The UN is starting a project in education and cooperation, using half a million One Laptop Per Child XO computers for children in Palestinian refugee camps, Gaza, the West Bank, Lebanon, and Syria. How that will work, I can't tell you yet, because it is barely started. In principle, putting these children into contact with each other and with the rest of the world could have a potent effect, but it will take at least a decade for these children to graduate and begin taking adult places in their societies.
A more particular method of dealing with this level of hatred is supposed to be due to Gandhi, from the time of the so-called Communal Violence in India and Pakistan, after Partition and Independence. Today we would call that ethnic cleansing or genocide. As the story goes, when a Hindu asked how to remove hatred from his heart, Gandhi recommended that he find a Muslim orphan of the violence and adopt the child as his own. The Hindu immediately agreed. Then Gandhi continued, "Only be sure that you raise him as a Muslim." (This would be excellent advice for both Israel and the US. And the reverse, for Muslims adopting Jewish or Christian orphans.) At least, so the story runs. It is in the generally excellent movie Gandhi, which you should remember is a movie and not 100% factual.

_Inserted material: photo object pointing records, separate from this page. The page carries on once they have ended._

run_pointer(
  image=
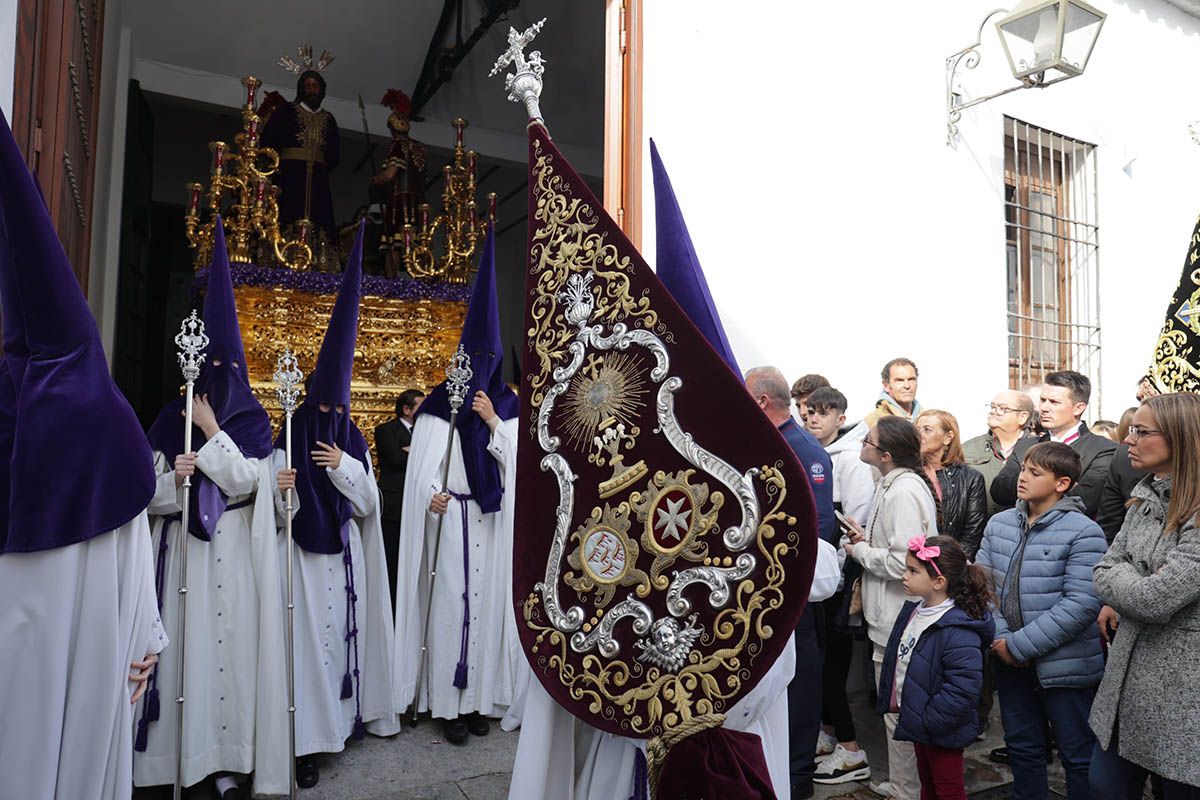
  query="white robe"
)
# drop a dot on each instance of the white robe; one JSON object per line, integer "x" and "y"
{"x": 559, "y": 756}
{"x": 72, "y": 619}
{"x": 324, "y": 721}
{"x": 493, "y": 650}
{"x": 235, "y": 681}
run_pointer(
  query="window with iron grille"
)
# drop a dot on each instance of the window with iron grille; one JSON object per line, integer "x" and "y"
{"x": 1053, "y": 241}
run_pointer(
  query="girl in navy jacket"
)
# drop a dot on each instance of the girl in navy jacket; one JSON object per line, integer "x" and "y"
{"x": 933, "y": 667}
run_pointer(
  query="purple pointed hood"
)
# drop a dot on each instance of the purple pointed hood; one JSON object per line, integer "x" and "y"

Teaching and Learning Aids
A fiction along these lines is Monsieur Ibrahim, with Omar Sharif. A Jewish boy in France encounters a Muslim shopkeeper. No spoilers. Just go see it. Sharif has Jews in his family in real life.
Also, let us know of anything else you find worth doing in this line, whether in the real world or in edifying fiction. I recommend Partners in Health and microfinance in general.

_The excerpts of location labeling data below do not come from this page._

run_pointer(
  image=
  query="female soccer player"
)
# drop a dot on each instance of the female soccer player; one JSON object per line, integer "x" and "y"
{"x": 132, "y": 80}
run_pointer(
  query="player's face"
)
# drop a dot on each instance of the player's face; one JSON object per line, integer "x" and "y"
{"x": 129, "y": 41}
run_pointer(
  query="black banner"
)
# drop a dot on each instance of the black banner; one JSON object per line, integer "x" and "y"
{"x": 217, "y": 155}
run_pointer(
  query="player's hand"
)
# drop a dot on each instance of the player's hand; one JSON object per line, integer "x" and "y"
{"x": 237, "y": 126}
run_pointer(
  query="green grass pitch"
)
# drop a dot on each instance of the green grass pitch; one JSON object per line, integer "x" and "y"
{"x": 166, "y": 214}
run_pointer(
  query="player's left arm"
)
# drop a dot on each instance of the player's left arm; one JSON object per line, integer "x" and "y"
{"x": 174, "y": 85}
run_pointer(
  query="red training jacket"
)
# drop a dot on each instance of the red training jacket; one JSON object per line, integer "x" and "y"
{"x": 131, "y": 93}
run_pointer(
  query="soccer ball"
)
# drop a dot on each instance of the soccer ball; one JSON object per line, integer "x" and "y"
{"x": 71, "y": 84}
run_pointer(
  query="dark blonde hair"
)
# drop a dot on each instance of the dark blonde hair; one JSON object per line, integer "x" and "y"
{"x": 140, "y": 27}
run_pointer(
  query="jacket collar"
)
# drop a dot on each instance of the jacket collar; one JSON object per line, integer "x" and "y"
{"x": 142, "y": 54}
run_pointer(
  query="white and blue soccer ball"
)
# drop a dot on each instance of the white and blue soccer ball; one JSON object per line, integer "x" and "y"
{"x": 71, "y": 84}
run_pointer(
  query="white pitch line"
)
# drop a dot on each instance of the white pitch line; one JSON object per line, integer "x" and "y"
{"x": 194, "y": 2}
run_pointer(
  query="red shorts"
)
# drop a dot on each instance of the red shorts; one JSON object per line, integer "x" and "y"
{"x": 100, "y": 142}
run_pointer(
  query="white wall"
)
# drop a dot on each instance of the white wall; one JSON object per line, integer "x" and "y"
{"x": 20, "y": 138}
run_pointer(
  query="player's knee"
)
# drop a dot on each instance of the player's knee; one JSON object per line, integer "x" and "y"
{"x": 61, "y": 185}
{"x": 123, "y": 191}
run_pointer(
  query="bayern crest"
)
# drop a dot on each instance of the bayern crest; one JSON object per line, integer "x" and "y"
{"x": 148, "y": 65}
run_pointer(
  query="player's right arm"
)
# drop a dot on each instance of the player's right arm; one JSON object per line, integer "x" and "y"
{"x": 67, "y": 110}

Here are a few other tales in which overcoming hatred and prejudice of one sort or another plays an essential part. Pay attention. The writers of these pieces are subtle. The setups for the conversions take a long time, running through most of each tale, but there is usually a sudden and dramatic conversion somewhere along the line. And then a lot more work to integrate the new viewpoint into overything you do.
- Silas Marner, by George Eliot (novel); six movies and TV adaptations
- The Keys of the Kingdom, by A.J. Cronin (novel), Joseph L. Mankiewicz and Nunnally Johnson(screenplay)
- Kim, by Rudyard Kipling (novel); movie and TV 1955, 1984
- The Adventures of Huckleberry Finn, by Mark Twain (novel); seven movie and TV versions
- The Stars My Destination, aka Tiger, Tiger, by Alfred Bester (novel)
- Dingaka, written and directed by Jamie Uys
- In the Heat of the Night, by John Ball (novel); movie and TV series
- Babylon 5, by J. Michael Straczynski (TV series)
- Serenity, by Joss Whedon (Movie, sequel to TV series Firefly)
The career of Rev. John Henry Newton, the slave-ship captain who wrote the hymn Amazing Grace, and turned abolitionist, is historical. There are numerous portrayals of Newton in movies, TV, and theater, and numerous more or less factual accounts of his life and work.
The Indian Emperor Ashoka is the principal historical example of a warrior and conqueror turned peacemaker.
There have been numerous peace treaties, peace processes, Truth and Reconciliation Commissions, and so on. The peace process in Northern Ireland, the reunification of Germany, the end of Apartheid in South Africa, and the slow process continuing in the Koreas are among the best examples. More often, warmongers and tyrants die off, and their empires collapse, but by no means always. The very gradually accelerating decay of racism in the US since the Civil War merits a library of studies. We appear to be at a tipping point on Gay Marriage and Don't Ask, Don't Tell, and a few years from a decisive tipping in the Senate away from the Old South, but only because of the supermajority filibuster rules. The populace as a whole tipped some time ago.
Israel and the Palestinians will take longer.